Светлый фон

Оуэн кивнул.

– Я очень сожалею о том, что сделал. Даже как-то не думал, что это касается не только меня. Я все еще жил в своем собственном мире, где всегда были только я и мама, а сейчас остался только я. И почему-то… как-то все это странно…

Оуэн поморщился, подбирая слова, чтобы поточнее выразить свою мысль.

– Знаете, Бен, иногда эти маленькие девочки… Ну, в общем, я думал о них так, словно они – моя мать. Понимаете? Моя собственная мать в детском возрасте.

Купер опустил глаза. Ему нечего было сказать. Язык просто не поворачивался произносить избитые, ничего не значившие фразы. Его сознание отказывалось пропускать ужасные, безумные идеи, которые внезапно выросли перед ним, как предательское болото на пути.

Он чувствовал вину за то, что прервал Оуэна. Возможно, если бы смотритель излил душу, ему стало бы легче. Но Купер понимал, что не должен говорить с ним обо всем этом. В любой момент Оуэн мог признаться в чем-нибудь позорном, и тогда они оба окажутся в невозможном положении.

– Сигаретные окурки, – сказал Купер.

– Меня уже спрашивали об этом. Почему они так важны?

– Их обнаружили под телом Роз Дэниелс, а также рядом с местом, где убили Дженни Уэстон. Вы это знаете. Мы предполагаем, что эти сигареты курил убийца. Окурки – это, пожалуй, единственная неосторожность, которую он допустил. А те, что нашли в мусорном ведре на Партридж-кросс, такие же.
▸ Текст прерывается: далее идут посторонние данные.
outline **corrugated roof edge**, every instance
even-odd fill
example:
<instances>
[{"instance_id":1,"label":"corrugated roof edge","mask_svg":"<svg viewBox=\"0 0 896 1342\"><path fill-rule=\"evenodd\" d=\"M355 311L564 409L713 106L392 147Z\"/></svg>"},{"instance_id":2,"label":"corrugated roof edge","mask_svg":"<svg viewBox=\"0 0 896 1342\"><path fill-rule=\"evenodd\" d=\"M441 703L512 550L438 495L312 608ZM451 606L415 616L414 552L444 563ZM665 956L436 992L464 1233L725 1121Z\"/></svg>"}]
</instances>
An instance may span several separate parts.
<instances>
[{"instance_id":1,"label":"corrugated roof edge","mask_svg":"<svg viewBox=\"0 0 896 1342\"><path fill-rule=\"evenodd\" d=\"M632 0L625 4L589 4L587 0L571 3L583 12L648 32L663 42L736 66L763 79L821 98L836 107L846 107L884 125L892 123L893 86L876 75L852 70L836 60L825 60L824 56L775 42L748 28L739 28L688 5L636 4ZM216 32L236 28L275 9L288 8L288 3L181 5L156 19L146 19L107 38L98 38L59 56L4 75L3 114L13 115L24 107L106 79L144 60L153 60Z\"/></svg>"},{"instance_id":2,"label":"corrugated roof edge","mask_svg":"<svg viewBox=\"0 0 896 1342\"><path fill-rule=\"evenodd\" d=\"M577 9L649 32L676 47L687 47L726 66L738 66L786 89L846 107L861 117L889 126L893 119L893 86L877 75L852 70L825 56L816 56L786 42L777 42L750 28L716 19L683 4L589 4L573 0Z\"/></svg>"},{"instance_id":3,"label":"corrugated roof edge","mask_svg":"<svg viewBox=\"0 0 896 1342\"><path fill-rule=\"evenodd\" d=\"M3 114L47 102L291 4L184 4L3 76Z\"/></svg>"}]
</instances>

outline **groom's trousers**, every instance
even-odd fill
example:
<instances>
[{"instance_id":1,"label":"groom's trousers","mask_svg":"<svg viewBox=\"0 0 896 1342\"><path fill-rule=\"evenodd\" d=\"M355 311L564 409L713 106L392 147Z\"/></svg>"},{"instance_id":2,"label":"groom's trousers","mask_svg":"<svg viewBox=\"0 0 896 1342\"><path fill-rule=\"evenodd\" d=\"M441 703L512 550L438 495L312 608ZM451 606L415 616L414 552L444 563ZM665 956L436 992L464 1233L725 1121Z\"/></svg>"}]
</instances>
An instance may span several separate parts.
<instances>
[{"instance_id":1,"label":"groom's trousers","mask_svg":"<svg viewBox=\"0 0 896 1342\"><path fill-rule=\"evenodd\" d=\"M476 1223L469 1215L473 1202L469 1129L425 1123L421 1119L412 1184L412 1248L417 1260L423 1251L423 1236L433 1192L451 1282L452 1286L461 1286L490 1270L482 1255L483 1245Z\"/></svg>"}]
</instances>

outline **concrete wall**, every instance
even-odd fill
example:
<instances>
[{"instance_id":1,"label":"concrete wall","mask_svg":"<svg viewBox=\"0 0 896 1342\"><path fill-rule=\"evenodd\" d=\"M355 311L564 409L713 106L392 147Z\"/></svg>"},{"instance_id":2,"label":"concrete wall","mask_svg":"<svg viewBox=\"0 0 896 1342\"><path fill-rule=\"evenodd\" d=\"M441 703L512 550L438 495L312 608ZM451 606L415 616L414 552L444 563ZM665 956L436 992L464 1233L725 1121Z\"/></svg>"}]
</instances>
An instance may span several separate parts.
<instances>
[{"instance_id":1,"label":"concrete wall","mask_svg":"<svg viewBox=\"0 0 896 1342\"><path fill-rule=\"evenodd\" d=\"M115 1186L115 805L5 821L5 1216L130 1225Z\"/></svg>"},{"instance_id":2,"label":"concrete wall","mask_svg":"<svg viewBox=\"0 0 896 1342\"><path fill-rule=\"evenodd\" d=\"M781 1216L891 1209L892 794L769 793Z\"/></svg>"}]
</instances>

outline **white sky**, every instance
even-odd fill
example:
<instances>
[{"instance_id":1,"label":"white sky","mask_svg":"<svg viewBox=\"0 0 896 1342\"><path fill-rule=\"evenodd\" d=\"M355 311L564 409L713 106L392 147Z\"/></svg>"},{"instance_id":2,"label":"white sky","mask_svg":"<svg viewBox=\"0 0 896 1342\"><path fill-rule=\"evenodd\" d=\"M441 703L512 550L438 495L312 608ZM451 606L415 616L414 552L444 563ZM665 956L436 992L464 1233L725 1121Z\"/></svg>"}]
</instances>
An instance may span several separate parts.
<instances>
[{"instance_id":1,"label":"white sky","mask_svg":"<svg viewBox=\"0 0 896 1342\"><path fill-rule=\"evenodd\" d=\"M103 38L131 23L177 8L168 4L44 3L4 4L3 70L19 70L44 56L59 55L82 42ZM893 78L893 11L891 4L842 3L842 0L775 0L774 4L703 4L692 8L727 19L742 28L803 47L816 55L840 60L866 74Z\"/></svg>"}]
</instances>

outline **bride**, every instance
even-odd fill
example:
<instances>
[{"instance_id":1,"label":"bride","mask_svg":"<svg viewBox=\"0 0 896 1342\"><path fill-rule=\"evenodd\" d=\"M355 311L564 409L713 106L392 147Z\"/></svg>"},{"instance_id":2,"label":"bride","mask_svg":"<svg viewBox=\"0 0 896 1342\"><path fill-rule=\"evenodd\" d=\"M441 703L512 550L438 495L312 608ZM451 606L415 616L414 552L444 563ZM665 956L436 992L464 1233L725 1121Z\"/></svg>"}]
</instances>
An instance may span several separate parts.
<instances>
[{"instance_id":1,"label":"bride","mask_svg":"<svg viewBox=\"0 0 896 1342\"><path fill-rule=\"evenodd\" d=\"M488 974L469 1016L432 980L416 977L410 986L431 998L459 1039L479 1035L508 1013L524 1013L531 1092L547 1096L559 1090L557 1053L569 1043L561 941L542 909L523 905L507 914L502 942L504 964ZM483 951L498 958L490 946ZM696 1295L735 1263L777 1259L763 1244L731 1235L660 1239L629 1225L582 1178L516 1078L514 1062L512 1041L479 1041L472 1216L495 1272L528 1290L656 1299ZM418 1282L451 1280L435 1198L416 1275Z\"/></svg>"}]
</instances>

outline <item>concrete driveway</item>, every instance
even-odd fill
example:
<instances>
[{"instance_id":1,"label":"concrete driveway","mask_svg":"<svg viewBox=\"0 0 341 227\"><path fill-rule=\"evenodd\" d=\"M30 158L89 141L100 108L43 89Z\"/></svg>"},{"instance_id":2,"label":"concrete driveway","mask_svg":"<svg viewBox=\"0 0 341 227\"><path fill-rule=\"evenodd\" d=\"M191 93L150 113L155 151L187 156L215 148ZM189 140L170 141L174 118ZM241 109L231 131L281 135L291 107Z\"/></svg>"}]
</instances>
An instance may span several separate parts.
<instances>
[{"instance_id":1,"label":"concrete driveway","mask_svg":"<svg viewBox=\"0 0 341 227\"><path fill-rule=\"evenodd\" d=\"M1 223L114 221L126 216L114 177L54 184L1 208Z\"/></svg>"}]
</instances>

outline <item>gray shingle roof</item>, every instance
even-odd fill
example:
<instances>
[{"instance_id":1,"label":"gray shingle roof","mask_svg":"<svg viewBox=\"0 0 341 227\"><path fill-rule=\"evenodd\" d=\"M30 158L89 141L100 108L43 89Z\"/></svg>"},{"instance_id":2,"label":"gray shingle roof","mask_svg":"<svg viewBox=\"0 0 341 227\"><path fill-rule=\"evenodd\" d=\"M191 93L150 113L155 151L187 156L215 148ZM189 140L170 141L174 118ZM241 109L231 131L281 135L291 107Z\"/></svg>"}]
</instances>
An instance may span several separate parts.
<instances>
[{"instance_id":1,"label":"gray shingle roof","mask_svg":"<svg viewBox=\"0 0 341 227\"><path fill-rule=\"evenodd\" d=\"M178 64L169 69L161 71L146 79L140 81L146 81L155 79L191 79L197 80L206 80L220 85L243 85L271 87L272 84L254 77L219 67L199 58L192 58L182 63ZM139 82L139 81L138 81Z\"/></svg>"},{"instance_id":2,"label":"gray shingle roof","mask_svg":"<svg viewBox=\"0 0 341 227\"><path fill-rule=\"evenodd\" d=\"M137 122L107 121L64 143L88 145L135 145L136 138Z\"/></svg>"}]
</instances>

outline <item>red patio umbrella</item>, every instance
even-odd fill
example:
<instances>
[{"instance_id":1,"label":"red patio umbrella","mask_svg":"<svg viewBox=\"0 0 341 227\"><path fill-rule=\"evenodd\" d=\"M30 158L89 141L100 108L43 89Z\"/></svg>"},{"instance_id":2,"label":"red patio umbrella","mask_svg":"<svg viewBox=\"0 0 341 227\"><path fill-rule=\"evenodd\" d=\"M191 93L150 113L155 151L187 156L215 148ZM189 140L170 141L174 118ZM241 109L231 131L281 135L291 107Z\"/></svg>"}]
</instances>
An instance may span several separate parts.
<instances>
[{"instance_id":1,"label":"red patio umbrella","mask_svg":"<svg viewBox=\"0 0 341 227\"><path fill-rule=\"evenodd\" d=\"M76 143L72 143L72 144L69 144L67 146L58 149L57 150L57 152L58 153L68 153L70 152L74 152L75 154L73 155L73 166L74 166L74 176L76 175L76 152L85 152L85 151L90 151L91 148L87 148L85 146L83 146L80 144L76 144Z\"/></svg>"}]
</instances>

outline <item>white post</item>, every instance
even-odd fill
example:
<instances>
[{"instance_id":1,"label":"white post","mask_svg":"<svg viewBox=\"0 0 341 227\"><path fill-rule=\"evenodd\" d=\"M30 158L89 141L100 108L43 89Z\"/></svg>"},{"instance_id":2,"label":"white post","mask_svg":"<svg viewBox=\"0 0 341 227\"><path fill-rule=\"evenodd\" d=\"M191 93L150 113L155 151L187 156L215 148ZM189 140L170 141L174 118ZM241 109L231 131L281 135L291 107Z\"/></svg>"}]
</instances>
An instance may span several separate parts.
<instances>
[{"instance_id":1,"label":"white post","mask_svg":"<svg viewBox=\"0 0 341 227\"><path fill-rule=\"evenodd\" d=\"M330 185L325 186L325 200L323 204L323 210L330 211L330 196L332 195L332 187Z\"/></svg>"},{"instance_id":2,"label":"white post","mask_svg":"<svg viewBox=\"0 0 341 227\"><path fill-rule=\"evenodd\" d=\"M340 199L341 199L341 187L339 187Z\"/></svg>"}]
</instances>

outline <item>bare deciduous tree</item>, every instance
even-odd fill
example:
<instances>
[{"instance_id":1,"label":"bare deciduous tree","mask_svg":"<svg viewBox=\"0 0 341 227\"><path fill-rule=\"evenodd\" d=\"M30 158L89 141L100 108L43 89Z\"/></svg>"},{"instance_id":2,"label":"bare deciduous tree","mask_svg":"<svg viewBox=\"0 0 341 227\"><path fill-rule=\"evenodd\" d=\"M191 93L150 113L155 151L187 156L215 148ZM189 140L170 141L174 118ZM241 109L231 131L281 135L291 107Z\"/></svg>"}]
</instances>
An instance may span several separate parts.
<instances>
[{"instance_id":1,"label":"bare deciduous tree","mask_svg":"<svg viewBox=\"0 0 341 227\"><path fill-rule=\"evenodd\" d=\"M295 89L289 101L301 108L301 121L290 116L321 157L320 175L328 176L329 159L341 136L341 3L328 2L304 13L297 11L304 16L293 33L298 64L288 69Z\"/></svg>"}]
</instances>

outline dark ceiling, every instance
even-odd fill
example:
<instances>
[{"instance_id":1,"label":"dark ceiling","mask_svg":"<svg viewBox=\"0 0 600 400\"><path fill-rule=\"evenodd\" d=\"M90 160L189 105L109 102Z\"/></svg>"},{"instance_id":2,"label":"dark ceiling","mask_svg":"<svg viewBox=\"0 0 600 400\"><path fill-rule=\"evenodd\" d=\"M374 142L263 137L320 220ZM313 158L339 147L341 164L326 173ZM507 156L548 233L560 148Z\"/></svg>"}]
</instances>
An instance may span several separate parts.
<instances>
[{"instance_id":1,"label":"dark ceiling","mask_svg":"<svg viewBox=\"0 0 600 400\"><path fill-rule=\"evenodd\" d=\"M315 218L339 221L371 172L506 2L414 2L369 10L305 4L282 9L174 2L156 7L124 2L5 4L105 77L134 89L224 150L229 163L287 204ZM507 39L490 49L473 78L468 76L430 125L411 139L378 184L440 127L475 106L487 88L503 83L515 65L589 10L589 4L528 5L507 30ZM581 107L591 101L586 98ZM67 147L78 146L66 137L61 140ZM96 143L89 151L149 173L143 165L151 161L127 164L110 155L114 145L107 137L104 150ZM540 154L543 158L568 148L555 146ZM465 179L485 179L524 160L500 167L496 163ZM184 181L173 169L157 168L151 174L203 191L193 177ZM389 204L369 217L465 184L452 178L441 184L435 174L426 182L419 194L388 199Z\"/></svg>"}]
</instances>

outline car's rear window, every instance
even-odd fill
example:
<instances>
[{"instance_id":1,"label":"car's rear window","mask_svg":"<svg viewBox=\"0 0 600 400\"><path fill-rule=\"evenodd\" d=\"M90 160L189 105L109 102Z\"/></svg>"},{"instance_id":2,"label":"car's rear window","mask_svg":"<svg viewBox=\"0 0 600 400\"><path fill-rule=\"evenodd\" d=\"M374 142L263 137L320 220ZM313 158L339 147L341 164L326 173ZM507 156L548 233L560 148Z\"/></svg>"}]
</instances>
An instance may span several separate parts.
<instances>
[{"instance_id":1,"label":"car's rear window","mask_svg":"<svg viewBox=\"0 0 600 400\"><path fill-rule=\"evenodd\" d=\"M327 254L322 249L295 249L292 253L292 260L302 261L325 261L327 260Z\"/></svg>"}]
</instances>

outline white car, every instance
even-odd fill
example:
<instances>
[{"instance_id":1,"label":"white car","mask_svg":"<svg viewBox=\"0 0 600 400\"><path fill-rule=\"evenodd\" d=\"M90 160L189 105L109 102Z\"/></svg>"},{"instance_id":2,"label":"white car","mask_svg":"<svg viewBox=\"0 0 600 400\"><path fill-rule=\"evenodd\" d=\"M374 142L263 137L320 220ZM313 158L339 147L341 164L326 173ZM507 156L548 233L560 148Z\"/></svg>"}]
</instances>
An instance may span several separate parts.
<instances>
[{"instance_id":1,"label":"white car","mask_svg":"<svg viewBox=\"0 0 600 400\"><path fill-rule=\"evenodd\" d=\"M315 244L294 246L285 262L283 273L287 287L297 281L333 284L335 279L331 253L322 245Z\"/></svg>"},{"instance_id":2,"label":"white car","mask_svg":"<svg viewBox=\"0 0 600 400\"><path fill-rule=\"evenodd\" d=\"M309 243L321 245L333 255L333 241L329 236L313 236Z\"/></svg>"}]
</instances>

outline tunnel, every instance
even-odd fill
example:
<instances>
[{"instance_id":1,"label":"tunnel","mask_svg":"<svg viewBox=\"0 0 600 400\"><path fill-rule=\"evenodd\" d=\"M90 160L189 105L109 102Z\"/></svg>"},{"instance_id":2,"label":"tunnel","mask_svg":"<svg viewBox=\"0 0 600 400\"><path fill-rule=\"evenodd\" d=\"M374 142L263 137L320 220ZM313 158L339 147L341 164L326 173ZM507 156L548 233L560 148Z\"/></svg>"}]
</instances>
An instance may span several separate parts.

Купер замолчал. Он жалел, что перед глазами больше нет заповедей, откуда можно черпать вдохновение. Его губы беззвучно шевелились. Он собирался спросить Оуэна, не заметил ли тот сигаретные окурки в мусорном ведре раньше, чем их нашла полиция. Если в смотрительском центре никто не курил, то окурки должны были привлечь внимание.

– Оуэн, откуда в мусорном ведре могли взяться окурки? Ведро было пустым, но к днищу прилип пепел. Кто кидал в это ведро мусор?

– Да кто угодно.

– И еще рюкзак. Я знаю, Оуэн, что это ваш рюкзак. Но мог ли кто-то еще воспользоваться им?

Оуэн ничего не сказал. Он смотрел в высокие окна, словно удивляясь, почему молчат птицы на тисовых ветвях и святые на витражах, почему весь мир замер в ожидании его ответа. Оформившееся понимание висело над ним, как туча.

– Так мог кто-то еще взять его? – повторил Купер.

И тут Оуэн произнес:

– Да. Им пользуется Марк.

 

Оуэн Фокс остался сидеть в одиночестве на одной из церковных скамей, когда Бен Купер ушел. Его голова была опущена, пальцы рук сцепились так, что побелели костяшки. Он закрыл глаза, и со стороны казалось, что он молится. Но он не молился – он вспоминал. Вспоминал маленькую девочку.